Elastomeric mooring tether being prepared for upload onto UNION BEAR (Photo: University of Exeter)
Pioneering mooring rope deployed at a cutting-edge wave energy device
A sophisticated new type of mooring rope has been successfully deployed at a cutting-edge wave energy device, marking a significant new milestone for the project.
The elastomeric mooring tethers – which address cost and reliability challenges – have been installed at the BiMEP test site in the Bay of Biscay, on the northern coast of Spain.
The pioneering tethers were developed and tested by Renewable Energy experts from the University of Exeter in the Dynamic Marine Component (DMaC) test facility, based at the Penryn Campus in Cornwall.

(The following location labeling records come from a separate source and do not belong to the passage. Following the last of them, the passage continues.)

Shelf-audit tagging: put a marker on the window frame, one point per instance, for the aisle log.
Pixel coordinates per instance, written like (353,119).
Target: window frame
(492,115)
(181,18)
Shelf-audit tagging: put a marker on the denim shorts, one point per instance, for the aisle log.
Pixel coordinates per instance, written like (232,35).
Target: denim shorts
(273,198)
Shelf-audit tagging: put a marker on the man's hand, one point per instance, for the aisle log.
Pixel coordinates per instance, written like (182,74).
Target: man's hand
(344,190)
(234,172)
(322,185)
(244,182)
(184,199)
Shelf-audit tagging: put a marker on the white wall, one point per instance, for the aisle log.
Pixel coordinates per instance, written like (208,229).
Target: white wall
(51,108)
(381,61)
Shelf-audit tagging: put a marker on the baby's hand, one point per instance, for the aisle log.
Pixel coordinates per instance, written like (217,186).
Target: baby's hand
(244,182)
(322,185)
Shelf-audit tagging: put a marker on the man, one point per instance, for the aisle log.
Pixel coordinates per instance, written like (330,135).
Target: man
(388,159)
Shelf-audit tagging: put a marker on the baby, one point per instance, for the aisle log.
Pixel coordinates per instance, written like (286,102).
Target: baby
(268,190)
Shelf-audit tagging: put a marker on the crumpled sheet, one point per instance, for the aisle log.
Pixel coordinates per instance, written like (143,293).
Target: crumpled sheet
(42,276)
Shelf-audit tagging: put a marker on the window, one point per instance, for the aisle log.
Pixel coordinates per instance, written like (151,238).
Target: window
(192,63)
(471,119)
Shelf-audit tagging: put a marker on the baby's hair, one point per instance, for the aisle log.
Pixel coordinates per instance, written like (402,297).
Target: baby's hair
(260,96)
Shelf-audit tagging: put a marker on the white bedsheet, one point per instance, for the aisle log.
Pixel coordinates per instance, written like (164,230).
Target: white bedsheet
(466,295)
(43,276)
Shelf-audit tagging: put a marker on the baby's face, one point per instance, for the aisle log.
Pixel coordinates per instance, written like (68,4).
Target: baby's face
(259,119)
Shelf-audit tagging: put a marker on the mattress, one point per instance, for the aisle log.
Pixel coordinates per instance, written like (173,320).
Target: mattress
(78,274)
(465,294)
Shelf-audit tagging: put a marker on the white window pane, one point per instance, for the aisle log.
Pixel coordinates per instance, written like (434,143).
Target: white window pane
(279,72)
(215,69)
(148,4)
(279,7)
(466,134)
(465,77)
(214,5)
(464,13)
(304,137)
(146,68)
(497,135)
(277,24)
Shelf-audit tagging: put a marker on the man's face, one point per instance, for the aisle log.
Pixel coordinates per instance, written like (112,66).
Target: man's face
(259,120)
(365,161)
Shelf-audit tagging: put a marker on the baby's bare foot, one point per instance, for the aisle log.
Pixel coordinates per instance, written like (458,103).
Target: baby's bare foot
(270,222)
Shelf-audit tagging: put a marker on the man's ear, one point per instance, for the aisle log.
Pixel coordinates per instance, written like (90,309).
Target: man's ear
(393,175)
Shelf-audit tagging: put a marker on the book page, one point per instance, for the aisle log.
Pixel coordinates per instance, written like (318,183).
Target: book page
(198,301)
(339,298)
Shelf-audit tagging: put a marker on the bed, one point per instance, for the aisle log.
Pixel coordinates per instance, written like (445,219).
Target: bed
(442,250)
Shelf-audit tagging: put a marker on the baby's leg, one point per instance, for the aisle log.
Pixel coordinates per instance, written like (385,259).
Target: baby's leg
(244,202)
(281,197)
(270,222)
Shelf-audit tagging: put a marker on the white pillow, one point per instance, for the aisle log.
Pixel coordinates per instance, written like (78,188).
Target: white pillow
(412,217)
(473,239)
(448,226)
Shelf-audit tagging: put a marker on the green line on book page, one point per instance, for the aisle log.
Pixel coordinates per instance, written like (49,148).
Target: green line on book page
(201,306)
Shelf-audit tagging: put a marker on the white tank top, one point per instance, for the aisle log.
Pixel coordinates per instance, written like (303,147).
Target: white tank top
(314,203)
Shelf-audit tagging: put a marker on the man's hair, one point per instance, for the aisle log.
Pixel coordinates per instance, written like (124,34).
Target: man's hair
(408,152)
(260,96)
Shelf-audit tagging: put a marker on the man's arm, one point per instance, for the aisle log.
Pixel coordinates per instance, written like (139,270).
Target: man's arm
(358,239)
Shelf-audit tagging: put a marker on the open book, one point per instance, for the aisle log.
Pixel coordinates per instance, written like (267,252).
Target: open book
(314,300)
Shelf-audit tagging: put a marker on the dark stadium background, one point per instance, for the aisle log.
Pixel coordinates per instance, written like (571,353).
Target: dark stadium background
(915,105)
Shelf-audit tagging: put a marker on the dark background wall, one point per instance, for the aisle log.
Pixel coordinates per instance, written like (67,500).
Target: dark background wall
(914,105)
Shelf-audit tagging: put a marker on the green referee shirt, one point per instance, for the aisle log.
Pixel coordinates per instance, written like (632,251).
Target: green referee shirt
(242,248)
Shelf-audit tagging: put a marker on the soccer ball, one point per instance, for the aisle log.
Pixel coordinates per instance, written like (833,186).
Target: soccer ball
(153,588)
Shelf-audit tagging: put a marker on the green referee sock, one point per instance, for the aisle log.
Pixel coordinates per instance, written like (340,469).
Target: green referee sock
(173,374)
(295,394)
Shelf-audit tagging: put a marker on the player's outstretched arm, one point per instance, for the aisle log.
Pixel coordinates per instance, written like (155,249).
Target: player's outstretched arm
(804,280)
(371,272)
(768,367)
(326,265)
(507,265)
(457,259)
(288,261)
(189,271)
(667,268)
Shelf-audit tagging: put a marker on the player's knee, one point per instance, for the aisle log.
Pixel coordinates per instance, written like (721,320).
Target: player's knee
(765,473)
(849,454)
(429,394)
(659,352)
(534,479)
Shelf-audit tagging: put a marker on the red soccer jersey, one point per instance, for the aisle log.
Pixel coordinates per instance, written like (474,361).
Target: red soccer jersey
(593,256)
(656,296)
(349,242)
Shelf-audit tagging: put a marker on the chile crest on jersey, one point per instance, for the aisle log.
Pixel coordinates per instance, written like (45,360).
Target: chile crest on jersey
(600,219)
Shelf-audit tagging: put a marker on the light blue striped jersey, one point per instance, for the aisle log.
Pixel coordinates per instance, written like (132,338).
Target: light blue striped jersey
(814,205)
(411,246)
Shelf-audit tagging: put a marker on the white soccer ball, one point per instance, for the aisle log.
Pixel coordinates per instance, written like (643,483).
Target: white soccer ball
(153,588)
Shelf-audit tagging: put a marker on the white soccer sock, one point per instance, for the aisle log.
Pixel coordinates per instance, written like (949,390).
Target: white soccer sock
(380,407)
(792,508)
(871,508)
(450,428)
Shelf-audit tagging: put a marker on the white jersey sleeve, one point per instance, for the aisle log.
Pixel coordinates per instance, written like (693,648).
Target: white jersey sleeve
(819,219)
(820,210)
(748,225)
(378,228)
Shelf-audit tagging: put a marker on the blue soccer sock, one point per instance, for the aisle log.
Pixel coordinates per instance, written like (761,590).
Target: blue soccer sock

The two, 70 metre-long tethers have been installed as part of the state-of-the-art wave device Marmok-A-5 from technology developer Oceantec, which used wave power to spin turbines that drive an associated electricity generator that can produce up to 30 kW – enough to run a medium-sized business.
The deployment operation has been successfully executed by Marine Contractor Core Marine under the close supervision of OPERA partners Oceantec and Tecnalia.
This wave energy technology development has been supported by the European project OPERA (‘Open Sea Operating Experience to Reduce Wave Energy Cost’), a multi cross European project supported by the European Union’s Horizon 2020 research and innovation programme.
The project aims to develop and de-risk technologies that will reduce the cost of operating wave energy devices at sea by 50% and subsequently accelerate the roll out of marine renewable energy.
Professor Lars Johanning, Principle investigator for the project and an expert in Ocean Technology from the University of Exeter’s Penryn Campus in Cornwall said: “This was a long way from an original design idea towards seeing the full scale tether being installed in this field demonstration project and I’m proud of the team effort that has made this a reality, and I am particular thankful to Dr David Parish the lead inventor.”
The tethers, manufactured by Lankhorst Euronete, based in Paredes in Portugal, are part of the next phase of field demonstration over a 12-month period, replacing two conventional polyester ropes in the shared mooring system.
The purpose of the second deployment will be to demonstrate that elastomeric mooring components can address cost and durability challenges for marine renewable energy moorings.
The installation of the tether sets a milestone in the demonstration of the wave energy converter ‘Marmok-A-5’ developed by Oceantec Energías Marinas, introducing a set of innovative components to improve economic viability of wave energy.
The OPERA project has received funding from the European Union’s Horizon 2020 research and innovation programme under grant agreement No 654444.